Genç adam korkuyla küçük kızı kendine getirmeye çalışırken Dilay onun telaşı yüzünden kızına müdahale edemediğini görünce genç adamı geri iterek hemen Nisan’ı kucağına almıştı.

Nisan’ın kulağına “Sakinleş hayatım, bak buradayım,” dediğinde kulağına yankılanan ikizlerin ağlama sesiyle Selim’e bakmıştı.

“Çocukları götür buradan Selim,” diye adeta bağıran genç kadın Selim’in kendine gelmesini sağlamıştı. Dilay küçük kızla hızla evden ayrılırken Engin ve Ali de onun peşine takılmıştı.

“Ali hadi!” diye bağıran Dilay belki de orada sakin kalan tek kişiydi. Ali arabaya binerken Dilay küçük kızı onun kucağına bırakarak şoka girmiş Engin’i kolundan tutup arabaya bindirerek direksiyona geçmişti.

“Ali Nisan’ın ağzını açmaya çalış, dilini dışarıya çıkar,” dediğinde Ali otomatikman kendisine denileni yapıyordu. Zor olmuştu ama Nisan’ın kilitlenen ağzını açmayı başarmıştı. Küçük kız kendini o kadar sıkıyordu ki yüzü morarmaya başlamıştı. Dilay arabanın dörtlülerini yakıp hayatının en hızlı sürüşünü gerçekleştiriyordu. Araba o kadar hızlı gidiyordu ki sakin bir zamanda bu yaptığına kendi de şaşıracaktı. On beş dakika sonra araba son sürat hastanenin önünde durduğunda genç kadın hemen aşağıya inerek arka koltuktaki küçük kızı kucağına alarak acil servisten içeriye girmişti. Yardım isterken kollarından koparılan küçük kızın arkasından endişeyle bakmıştı. Ali ve Engin donmuş bir şekilde kadının yanına geldiğince Dilay Engin’e bakarak hala şokta olduğunu görünce dayanamayıp adama sert bir tokat attı.

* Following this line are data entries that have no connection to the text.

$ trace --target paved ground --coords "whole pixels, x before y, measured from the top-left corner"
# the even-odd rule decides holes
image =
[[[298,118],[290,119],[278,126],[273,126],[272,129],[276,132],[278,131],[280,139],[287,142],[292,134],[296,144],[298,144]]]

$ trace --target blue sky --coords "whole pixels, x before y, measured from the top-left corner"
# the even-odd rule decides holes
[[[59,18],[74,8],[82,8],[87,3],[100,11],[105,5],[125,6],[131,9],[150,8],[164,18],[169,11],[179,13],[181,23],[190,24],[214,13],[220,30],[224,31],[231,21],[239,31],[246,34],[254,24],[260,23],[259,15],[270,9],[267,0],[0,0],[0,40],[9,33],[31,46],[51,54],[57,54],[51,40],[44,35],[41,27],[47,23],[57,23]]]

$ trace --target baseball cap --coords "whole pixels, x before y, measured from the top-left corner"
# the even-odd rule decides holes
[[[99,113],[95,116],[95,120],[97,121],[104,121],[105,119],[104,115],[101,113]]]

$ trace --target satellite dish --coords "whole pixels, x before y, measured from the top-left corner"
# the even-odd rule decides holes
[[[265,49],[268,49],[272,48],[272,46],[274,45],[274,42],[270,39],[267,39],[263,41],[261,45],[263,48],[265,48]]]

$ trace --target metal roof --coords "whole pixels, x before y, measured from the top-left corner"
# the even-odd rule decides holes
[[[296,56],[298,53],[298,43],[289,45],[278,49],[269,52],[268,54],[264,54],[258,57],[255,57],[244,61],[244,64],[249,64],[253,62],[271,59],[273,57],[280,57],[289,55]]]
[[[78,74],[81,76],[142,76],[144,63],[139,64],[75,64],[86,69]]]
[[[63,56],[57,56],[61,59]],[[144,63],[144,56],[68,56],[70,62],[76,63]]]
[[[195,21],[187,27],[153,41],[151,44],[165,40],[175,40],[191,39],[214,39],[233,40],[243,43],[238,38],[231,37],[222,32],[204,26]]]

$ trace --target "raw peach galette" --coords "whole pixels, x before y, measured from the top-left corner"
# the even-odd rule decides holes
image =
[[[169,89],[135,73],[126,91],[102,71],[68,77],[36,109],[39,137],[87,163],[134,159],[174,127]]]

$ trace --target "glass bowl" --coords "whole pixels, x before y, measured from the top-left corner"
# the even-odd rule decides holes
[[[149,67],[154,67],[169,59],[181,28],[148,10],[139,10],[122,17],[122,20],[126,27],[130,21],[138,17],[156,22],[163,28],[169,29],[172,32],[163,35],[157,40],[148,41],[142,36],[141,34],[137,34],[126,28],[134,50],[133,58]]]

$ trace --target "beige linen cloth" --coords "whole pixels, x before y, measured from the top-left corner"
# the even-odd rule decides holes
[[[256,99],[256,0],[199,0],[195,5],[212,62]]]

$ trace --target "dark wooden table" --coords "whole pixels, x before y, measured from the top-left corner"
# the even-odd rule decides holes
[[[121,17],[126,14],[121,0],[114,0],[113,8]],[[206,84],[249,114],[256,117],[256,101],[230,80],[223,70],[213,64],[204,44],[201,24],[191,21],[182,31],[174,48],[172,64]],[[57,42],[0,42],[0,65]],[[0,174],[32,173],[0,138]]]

“Kendine gel artık!” Engin aldığı darbeyle genç kadına bakarken yanağından aşağıya akan yaşa engel olamamıştı.

“Dilay, kızım…” diye söylenirken genç kadın adama sarılarak onu sakinleştirmeye çalışmıştı.

“İyi olacak, sen böyle yaparsan kızına yardımcı olamazsın,” dediğinde Engin daha fazla dayanamayarak genç kadına sarılarak ağlamaya başlamıştı. Genç adam sinir boşalması yaşarken Ali patronunun perişan halini daha fazla izleyemeyerek arkasını dönmüştü. Genç adamın da gözleri dolmuştu.

Dilay Engin’i kenardaki banka oturturken kendi çocuklarını merak ederek Selim’i aramdı. İkizler bu durum karşısında oldukça korkmuştu. Telefon birkaç kez çalsa da Selim cevap vermemişti. Aslı’yı arayarak evde neler olup bittiğini öğrenmek istemişti. Aslı ikizlerin iyi olduğunu söylediğinde rahatlayarak telefonu kapatıp Engin’in yanına oturdu. Başını geriye yaslayarak dizlerini sallamaya başlamıştı.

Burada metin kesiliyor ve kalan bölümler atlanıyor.